Liberté d'expression (Crédits :Demeure du chaos matttdotorg, licence Creative Commons)

Quand Charlie Hebdo s’appelait encore Hara-Kiri, dans les années 1960, il s’était fait interdire trois fois de publication par le gouvernement. Voilà qui serait inimaginable aujourd’hui. Mais l’atroce attentat de mercredi nous rappelle tragiquement que la liberté d’expression est toujours risquée. Les formes de la censure et de la répression évoluent, migrent, s’adaptent, mais ne disparaissent pas. Hommage à nos héros de la plume et du crayon, en lutte contre tous les pouvoirs. Hommage aux anticléricaux, aux irrévérencieux, aux trublions, aux contrepéteurs et aux péteurs.
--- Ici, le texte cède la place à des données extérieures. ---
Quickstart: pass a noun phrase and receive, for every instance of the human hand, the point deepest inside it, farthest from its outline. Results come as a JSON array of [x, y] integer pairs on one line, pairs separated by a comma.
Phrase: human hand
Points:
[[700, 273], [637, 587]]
Pour ceux qui cherchent la vraie France, elle est là : dans les mots d’esprit, les satires et les « romans qu’on ne lit que d’une main » (l’expression est de Rousseau) ; dans la mélancolie anti-bourgeoise de Flaubert ridiculisant les idées reçues ; dans les invectives de NTM…

Il faut répondre nettement à la question que nous adressent les terroristes et les extrémistes. Peut-on rire de tout ? Oui. Peut-on tout dire ? Oui. Car le danger qui nous guette, c’est de nous installer dans une forme molle et diffuse d’autocensure perpétuelle. Au nom du respect de l’autre, au nom de la tolérance, au nom des meilleures intentions, on s’interdit et on interdit.

Danièle Thompson me confiait qu’on ne pourrait sans doute plus tourner Rabbi Jacob aujourd’hui. Christian Clavier pense qu’il serait impossible d’écrire La Cage aux Folles. En rentrant en France après dix années passées à l’étranger, Michel Houellebecq déclarait : « Je rentre dans un pays beaucoup moins libre que celui que j’ai connu il y a dix ans. J’ai gagné en 2002 un procès que je perdrais probablement aujourd’hui [pour avoir, déjà, critiqué l’islam]. On ne peut pas nier un affaissement global de la liberté dans ce pays. »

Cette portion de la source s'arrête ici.